Ford Avoided Penalties
Ford avoided penalties by taking credit for exceeding standards in previous years. GM said that it hopes to achieve the same result by exceeding standards in the three subsequent years.
The new standard of 26 miles per gallon--assuming the Transportation Department formally adopts it after public hearings scheduled for Aug. 8 and 9--will apply to the auto makers’ 1986 fleets, which will begin appearing in showrooms this fall.
But the department’s National Highway Traffic Safety Administration delayed action on a request from the auto makers for similar reductions for the 1987 and 1988 model years, when the standard is now scheduled to remain at 27.5 miles per gallon in the Environmental Protection Agency’s fuel economy ratings.
In announcing the decision, the NHTSA said that the current standard, mandated by Congress a decade ago, “does not meet the statutory test of ‘economic practicability.’ GM and Ford are not expected to meet the 27.5 standard, and serious adverse economic consequences, including plant closing, unemployment and restrictions on consumer choice, could result.”
The Commerce Department had estimated that 110,000 American jobs would be lost if the standard is not changed, according to Robert Ross, a spokesman for the NHTSA.
The decision was immediately denounced by environmentalists, consumer groups and Chrysler Corp. Chairman Lee A. Iacocca, whose company’s fleet is dominated by small, fuel-efficient automobiles and would have met the new standard.
‘Unfair to American People’
“I’m a little more than unhappy . . . . “ Iacocca said. “It’s unfair to Chrysler but, more importantly, it’s unfair to the American people . . . . We are about to put a tombstone up, and it’s going to read: ‘Here Lies America’s Energy Policy.’ ”
Clarence Ditlow, executive director of the Center for Automobile Safety, said that the rollback represents “a complete about-face” by the federal government, which until last year was looking at the prospect of increasing the standard beyond 27.5 miles per gallon.
“Simply put, the Department of Transportation has destroyed the most effective fuel economy program in existence,” Ditlow said. “If they don’t reverse their decision, we’re going to sue.”
Ditlow, arguing that the technology to meet the higher standard already exists, said that the rollback would violate the intent of Congress, which in 1975 adopted a schedule requiring auto makers to meet the 27.5 miles-per-gallon standard for model years beginning with 1985. Congress authorized the NHTSA to ease the schedule if it proved unfeasible--but also to raise the standard to the “maximum feasible” level.
Joan Claybrook, a former NHTSA administrator who is now director of the consumer group Public Citizen, said that the decision represents a “quashing of the development of new technology and advanced fuel-economy capability.”
Penalties Called Affordable
John Hammond, director of automotive consulting for Data Resources Inc., of Lexington, Mass., said that GM and Ford easily could have afforded the substantial civil penalties they would have been required to pay under the more stringent standards if they had continued to produce larger cars. The penalty is $50 per car for every mile per gallon by which a company’s fleet falls short of the government mileage standard.

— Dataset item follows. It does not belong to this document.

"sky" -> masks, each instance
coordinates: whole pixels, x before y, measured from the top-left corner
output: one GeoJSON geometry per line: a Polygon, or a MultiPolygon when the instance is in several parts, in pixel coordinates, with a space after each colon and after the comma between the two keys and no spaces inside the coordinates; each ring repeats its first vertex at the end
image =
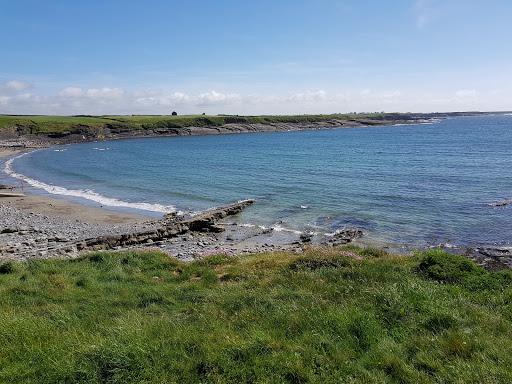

“The total would have been millions of dollars,” Hammond said. “But GM could have made it up with the sale of 40,000 more large cars. For GM, that’s a drop in the bucket.”
GM already has incurred nearly $600 million in penalties for 1984 and 1985 model cars, when the standard was first 27 and then 27.5 miles per gallon.
Under the NHTSA’s regulations, GM can offset those penalties if it exceeds the standard for any of the next three years--a prospect that would grow more likely if the 1986 standard is reduced to 26 miles per gallon.